I had no app-inclined mobile device. My cell phone was – still is – not terribly “smart.” Its singular expertise lies in the realm of making and receiving phone calls.
My phone, my laptop, and my point-and-shoot camera seemed to be all the electronic devices I needed to conduct business and manage my life.
But then Apple invented the iPad. I admired a friend’s iPad. I did not need an iPad. I could not justify buying an iPad. What would I do with an iPad that I couldn’t already do? Being a Yankee born and bred, I don’t generally buy something I don’t desperately need. I did not desperately need an iPad.
I wanted an iPad.
Then Apple invented the iPad Mini — just my size and more affordable. But I didn’t really need a little one any more than I needed a big one.
One day, a friend and I were visiting a third friend, the third friend and her husband were raving about their new iPads, we two were admitting to each other that each of us would really like an iPad Mini, it was pouring rain so our planned outdoor excursion was curtailed, iPad Minis were on sale at a local store, our friend’s husband is a computer guru and could help us set up Minis if we had them. Such a confluence of coincidences. Clearly, the universe wanted me to have an iPad Mini.
So my friend and I each bought one. I joined the world of apps, of which there are hundreds of thousands.

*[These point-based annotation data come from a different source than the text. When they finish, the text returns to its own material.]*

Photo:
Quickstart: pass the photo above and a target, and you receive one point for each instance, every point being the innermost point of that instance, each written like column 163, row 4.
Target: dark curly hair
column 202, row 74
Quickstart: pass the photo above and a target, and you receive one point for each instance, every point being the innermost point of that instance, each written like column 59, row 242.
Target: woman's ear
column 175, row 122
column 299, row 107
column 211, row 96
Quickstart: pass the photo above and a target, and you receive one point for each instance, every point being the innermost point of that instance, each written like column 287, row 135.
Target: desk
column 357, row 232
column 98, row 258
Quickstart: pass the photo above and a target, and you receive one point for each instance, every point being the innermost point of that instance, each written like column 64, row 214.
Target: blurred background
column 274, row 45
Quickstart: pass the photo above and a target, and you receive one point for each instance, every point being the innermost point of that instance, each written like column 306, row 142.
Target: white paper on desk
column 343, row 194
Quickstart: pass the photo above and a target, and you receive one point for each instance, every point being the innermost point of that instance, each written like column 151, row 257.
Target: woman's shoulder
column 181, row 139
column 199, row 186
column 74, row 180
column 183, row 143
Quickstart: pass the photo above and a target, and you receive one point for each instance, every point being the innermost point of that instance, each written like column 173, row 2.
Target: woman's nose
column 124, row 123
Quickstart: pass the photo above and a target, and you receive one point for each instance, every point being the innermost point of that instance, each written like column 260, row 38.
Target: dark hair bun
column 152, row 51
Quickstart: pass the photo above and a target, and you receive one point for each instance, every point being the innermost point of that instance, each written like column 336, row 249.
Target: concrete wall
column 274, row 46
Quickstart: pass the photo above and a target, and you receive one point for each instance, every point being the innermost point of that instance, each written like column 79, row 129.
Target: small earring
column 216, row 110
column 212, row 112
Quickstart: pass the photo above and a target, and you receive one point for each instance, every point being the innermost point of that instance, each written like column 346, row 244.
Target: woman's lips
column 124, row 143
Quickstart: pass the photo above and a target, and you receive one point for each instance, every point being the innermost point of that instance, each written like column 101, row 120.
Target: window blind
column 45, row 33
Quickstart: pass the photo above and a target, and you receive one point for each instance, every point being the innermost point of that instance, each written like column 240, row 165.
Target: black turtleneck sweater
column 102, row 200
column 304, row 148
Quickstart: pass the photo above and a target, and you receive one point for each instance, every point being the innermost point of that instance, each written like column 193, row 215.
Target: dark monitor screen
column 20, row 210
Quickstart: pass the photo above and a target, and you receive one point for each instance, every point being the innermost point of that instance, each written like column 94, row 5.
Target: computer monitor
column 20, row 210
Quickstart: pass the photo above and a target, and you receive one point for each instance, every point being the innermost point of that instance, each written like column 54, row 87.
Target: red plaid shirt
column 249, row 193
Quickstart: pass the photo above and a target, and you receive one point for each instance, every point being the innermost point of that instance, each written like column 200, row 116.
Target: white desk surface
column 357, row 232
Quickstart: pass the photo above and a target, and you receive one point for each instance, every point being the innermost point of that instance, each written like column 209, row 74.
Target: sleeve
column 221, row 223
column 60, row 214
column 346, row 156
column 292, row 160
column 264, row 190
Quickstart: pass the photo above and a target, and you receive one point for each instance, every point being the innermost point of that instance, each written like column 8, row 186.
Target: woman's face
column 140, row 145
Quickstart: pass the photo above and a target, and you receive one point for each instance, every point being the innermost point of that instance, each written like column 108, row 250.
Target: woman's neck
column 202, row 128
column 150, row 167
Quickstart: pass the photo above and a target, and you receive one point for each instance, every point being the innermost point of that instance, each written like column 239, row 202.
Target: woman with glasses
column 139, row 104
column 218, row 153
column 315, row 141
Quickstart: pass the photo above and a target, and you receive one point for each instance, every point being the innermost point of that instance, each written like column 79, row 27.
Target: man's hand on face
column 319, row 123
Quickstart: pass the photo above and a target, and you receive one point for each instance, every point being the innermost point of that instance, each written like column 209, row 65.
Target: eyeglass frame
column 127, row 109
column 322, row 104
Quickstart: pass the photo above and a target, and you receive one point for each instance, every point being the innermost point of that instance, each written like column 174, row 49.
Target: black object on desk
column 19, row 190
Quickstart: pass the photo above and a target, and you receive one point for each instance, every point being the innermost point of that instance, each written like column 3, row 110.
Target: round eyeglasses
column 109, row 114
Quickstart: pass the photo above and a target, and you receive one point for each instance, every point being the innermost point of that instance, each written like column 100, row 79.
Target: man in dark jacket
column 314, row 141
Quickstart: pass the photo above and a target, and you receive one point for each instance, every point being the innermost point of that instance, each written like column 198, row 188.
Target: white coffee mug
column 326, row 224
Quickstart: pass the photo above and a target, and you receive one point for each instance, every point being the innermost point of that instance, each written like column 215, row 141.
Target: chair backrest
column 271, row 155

Initially my app taste tended toward the admittedly nerdy. First, I downloaded a dictionary/thesaurus; you never know when you’ll have a word-meaning emergency. Then I got an encyclopedia app in case of knowledge issues. And a Google app, to put me in direct contact with that unbelievably vast store of valuable (and much useless) information. And a couple of e-reader apps so I will always have something to read. And a word-processing app in case I experience a creativity attack when I’m away from my laptop.

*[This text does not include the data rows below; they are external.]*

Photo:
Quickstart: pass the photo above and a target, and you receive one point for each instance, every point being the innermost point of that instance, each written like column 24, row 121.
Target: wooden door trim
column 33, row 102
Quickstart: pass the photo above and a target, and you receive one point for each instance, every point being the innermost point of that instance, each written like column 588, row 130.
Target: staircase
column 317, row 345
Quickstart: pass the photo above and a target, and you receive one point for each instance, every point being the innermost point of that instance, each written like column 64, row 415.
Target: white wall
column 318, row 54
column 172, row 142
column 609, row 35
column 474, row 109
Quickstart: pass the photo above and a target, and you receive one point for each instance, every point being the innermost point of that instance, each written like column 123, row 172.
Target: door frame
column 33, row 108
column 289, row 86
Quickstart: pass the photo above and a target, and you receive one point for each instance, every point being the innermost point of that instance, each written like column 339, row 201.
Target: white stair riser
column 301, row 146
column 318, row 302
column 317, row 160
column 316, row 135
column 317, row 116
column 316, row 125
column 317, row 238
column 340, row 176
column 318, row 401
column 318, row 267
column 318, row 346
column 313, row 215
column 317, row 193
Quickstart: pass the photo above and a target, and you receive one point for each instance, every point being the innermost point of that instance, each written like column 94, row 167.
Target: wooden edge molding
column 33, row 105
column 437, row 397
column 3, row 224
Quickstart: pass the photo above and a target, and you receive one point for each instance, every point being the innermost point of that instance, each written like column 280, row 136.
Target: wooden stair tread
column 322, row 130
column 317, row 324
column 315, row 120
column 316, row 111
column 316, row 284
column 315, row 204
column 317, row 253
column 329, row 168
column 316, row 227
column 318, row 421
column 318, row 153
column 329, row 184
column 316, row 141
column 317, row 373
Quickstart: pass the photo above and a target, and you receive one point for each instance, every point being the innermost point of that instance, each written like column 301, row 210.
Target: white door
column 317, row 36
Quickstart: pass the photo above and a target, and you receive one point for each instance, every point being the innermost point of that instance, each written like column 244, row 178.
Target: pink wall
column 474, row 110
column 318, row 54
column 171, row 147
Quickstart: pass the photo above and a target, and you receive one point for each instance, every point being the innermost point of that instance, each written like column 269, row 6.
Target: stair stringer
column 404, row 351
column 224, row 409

One day, my partner-in-buying-an-iPad mentioned the app for a game called Candy Crush Saga. That night, I attended a gathering where one of the guests was playing the game. Twice in one day I heard about something I had never heard of before. Maybe the universe was telling me to check it out. So, like half a billion other people (I learned later), I downloaded the app.
It’s a moving puzzle, with candy-like icons. You solve one puzzle and move to the next, which is a bit harder. Solving the puzzles is based partly on skill and observation, partly on luck. You can’t predict exactly what will happen, so you have to pay attention. It’s sort of like life.
Part of me thinks this puzzle is a waste of time. The other part, the one I’m currently listening to, says that any such challenge is good exercise for the aging brain.
So the universe has led me into the wonderful world of helpful and educational apps.
I recently received an email from a washing-machine manufacturer announcing a new app, a laundry app “that makes laundry fun…an entertaining game the whole family will enjoy.”
The universe says I can skip this one.